4.7 KiB
4.7 KiB
03. Deployment Strategy
1. Goals
- Ship to founding members in ~12 weeks without compromising security invariants.
- Maintain one-VPS-per-customer isolation.
- Keep OpenClaw upstream-pinned and independently upgradeable.
- Make tenant rollout reversible with fast rollback paths.
2. Environment Topology
2.1 Control Plane Environments
| Environment | Purpose | Data |
|---|---|---|
dev |
Rapid feature iteration | Synthetic/local data |
staging |
Release-candidate validation, e2e, load, security checks | Sanitized fixtures |
prod-eu |
EU customers (default EU routing) | Real customer data |
prod-us |
NA customers (default NA routing) | Real customer data |
Control plane services (Hub + worker + notifications) are region-deployed with independent DBs and clear region affinity.
2.2 Tenant Environments
sandbox tenants: internal QA and interactive demo pool.canary tenants: first real-production update recipients.general tenants: full customer fleet.
3. Deployment Units
3.1 Control Plane Units
hub-web-apicontainer (Next.js standalone runtime)hub-workercontainer (automation + billing jobs)notificationscontainer (push/email delivery)postgres(managed or self-hosted HA)

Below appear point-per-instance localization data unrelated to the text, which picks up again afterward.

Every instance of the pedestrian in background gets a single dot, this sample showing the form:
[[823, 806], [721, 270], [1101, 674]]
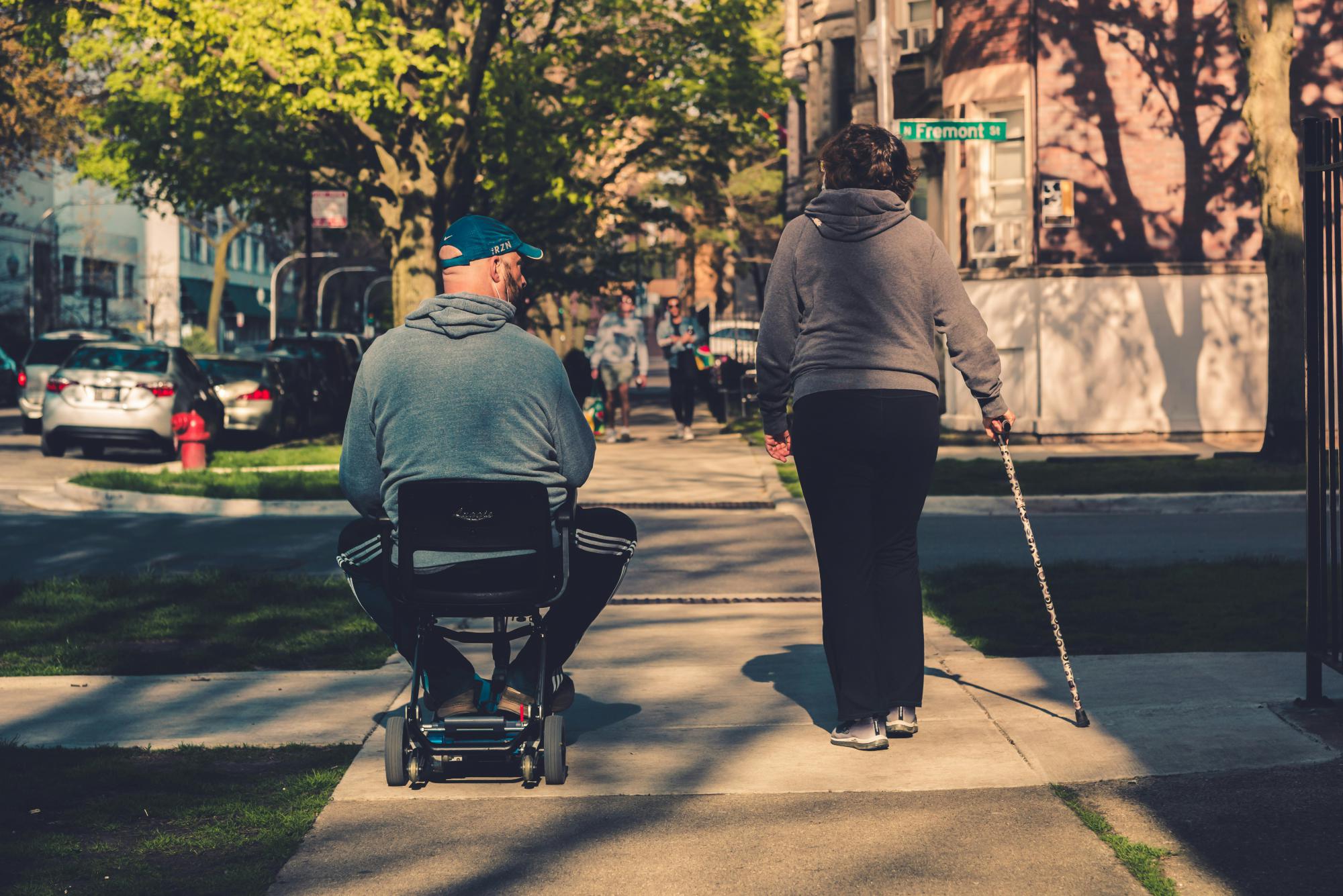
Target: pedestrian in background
[[856, 294], [680, 337], [621, 356]]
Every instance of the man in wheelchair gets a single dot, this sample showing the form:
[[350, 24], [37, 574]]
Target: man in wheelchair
[[457, 393]]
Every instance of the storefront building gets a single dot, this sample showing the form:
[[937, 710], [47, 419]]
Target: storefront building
[[1113, 239]]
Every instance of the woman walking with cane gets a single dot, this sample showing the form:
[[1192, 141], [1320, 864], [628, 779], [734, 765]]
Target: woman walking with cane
[[856, 294]]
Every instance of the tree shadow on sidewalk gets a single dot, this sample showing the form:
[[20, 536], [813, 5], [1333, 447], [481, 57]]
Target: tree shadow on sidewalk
[[802, 675]]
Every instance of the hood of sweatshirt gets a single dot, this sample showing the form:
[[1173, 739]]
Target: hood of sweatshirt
[[461, 314], [856, 215]]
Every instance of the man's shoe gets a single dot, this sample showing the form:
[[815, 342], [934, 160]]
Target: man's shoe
[[461, 703], [903, 721], [868, 733], [512, 702], [563, 697]]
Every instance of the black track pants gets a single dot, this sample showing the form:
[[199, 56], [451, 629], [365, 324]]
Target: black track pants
[[866, 459], [684, 376], [604, 546]]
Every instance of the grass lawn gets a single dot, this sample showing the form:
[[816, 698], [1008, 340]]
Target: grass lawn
[[1235, 605], [209, 621], [142, 823], [292, 485]]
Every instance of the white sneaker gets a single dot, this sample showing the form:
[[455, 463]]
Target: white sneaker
[[903, 721], [868, 733]]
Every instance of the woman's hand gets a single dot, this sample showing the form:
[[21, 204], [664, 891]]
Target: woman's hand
[[997, 427]]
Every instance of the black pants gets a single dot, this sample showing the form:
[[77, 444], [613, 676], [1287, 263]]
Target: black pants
[[866, 459], [684, 377], [605, 544]]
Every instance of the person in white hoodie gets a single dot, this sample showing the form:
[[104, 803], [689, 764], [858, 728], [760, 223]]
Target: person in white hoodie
[[621, 356]]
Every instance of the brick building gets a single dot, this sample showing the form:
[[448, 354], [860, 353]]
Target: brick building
[[1140, 305]]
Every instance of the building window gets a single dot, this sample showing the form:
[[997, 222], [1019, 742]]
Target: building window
[[843, 82], [68, 272], [918, 23], [1003, 211], [100, 278]]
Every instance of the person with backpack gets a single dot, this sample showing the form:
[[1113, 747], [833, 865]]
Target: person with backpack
[[680, 336]]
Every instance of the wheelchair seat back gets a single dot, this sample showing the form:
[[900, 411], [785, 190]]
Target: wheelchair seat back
[[471, 515]]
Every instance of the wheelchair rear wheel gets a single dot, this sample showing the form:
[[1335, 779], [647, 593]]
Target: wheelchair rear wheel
[[553, 748], [394, 752]]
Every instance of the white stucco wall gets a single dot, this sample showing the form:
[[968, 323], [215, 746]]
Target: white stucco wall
[[1126, 354]]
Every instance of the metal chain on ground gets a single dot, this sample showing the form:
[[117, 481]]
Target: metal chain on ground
[[1044, 585]]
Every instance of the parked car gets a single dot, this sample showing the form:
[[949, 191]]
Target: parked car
[[126, 393], [9, 380], [735, 340], [331, 354], [257, 395], [354, 345], [326, 408], [44, 357]]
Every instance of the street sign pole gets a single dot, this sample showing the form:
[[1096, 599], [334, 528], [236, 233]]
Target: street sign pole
[[886, 109]]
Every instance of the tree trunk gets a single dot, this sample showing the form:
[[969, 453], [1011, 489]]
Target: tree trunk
[[221, 278], [1267, 50]]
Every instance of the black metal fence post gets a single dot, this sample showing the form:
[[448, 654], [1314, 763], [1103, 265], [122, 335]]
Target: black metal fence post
[[1324, 294]]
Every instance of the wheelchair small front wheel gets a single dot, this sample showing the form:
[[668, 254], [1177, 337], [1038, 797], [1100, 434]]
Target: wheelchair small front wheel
[[394, 752], [553, 748]]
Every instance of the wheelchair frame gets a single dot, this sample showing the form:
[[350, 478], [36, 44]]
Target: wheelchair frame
[[417, 745]]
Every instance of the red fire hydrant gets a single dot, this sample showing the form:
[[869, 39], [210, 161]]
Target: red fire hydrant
[[190, 428]]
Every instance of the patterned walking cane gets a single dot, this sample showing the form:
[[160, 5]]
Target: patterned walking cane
[[1040, 575]]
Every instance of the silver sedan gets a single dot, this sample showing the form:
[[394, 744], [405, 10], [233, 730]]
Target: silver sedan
[[257, 397], [123, 393]]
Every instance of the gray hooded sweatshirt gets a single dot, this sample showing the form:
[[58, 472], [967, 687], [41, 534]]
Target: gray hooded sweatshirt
[[459, 393], [858, 290]]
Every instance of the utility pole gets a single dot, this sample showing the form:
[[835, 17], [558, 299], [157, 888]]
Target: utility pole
[[886, 109], [308, 252]]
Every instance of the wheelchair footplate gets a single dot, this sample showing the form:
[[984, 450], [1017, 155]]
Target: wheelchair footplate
[[483, 745]]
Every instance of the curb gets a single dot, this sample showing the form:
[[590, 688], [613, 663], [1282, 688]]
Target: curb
[[138, 502], [134, 502]]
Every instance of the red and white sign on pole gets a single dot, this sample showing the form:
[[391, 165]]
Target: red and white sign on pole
[[331, 208]]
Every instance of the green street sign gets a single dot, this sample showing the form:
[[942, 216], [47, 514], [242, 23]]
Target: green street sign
[[945, 130]]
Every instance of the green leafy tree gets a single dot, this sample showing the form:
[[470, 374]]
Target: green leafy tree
[[40, 103], [178, 125], [535, 110]]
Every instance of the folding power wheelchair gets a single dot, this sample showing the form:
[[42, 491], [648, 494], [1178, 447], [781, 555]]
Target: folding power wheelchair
[[471, 515]]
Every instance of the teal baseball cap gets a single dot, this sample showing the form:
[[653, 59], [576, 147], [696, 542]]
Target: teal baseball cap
[[479, 238]]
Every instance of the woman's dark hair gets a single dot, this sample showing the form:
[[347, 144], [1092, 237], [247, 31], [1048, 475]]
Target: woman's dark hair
[[868, 157]]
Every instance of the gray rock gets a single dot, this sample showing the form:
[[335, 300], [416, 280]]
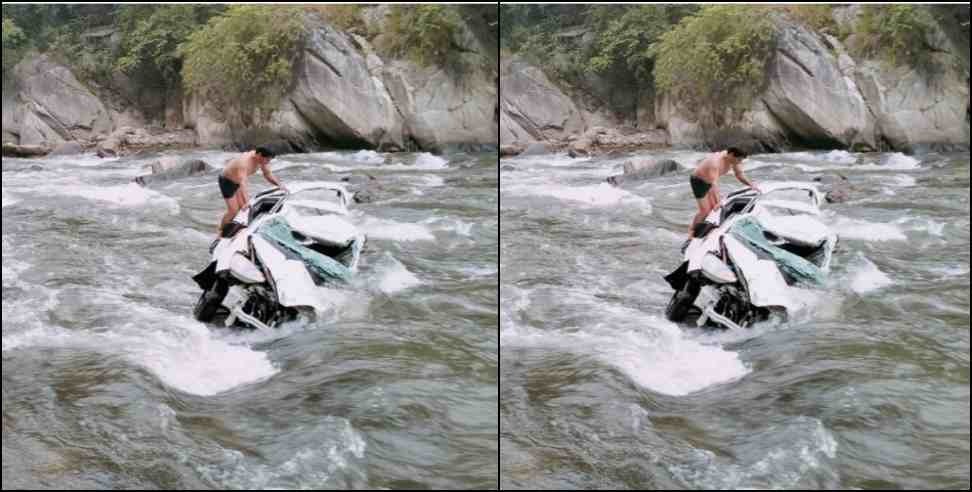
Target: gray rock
[[836, 187], [50, 106], [530, 104], [170, 168], [538, 148], [14, 150], [510, 150], [640, 170], [68, 148]]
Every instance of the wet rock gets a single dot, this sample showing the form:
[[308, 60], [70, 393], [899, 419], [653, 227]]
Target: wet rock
[[538, 148], [510, 150], [837, 188], [639, 170], [68, 148], [169, 168], [14, 150], [366, 188]]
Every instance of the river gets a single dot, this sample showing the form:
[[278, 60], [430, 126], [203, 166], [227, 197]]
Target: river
[[109, 382], [868, 388]]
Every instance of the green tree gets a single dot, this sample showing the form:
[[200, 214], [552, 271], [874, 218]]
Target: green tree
[[151, 35], [896, 33], [424, 34], [245, 54], [716, 58], [13, 44]]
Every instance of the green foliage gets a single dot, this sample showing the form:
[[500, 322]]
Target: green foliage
[[819, 18], [423, 33], [716, 58], [245, 54], [895, 33], [625, 41], [344, 17], [151, 35], [14, 42]]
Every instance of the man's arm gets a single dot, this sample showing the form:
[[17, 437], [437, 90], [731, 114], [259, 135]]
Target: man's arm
[[268, 175], [737, 170]]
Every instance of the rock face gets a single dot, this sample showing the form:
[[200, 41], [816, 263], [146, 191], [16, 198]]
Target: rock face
[[537, 148], [816, 96], [642, 169], [170, 168], [344, 95], [68, 148], [127, 140], [533, 108], [46, 105], [14, 150]]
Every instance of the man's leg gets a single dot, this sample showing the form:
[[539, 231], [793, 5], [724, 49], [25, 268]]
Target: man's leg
[[699, 217], [232, 208]]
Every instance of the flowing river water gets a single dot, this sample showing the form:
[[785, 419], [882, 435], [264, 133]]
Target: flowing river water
[[867, 388], [109, 382]]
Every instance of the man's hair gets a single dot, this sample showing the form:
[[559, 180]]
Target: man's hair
[[265, 152], [737, 153]]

3.2 Tenant Units (Per Customer VPS)
openclawcontainer (upstream image/tag pinned)safety-wrapperplugin package mounted into OpenClaw extension diregress-proxyservice (localhost-only)- tool containers and nginx from provisioner
- local SQLite data stores for secrets/approvals/metering
4. Provisioning Deployment Plan
4.1 Provisioner Mode
Continue with existing one-shot SSH provisioner flow, retooled to:
- deploy OpenClaw + Safety components
- remove legacy orchestrator/sysadmin deployment
- strip deprecated stacks and n8n references
- write secrets into encrypted vault only (no plaintext long-lived config)
4.2 Immutable Artifact Inputs
Provisioning uses pinned artifacts only:
- OpenClaw release tag (
stablechannel pin) - Safety Wrapper image/package digest
- Tool stack compose templates with hash
- policy bundle version + checksum
5. Secrets And Credential Deployment
- Registration token is one-time and short-lived.
- Tenant API key returned at registration; only hash stored in Hub DB.
- Provisioner writes bootstrap secrets to tmpfs file, consumed once, then shredded.
- Existing plaintext job config path (
jobs/<id>/config.json) replaced by encrypted payload + ephemeral decrypt-on-run.
6. Release Strategy
6.1 Control Plane
- Trunk-based merges behind feature flags.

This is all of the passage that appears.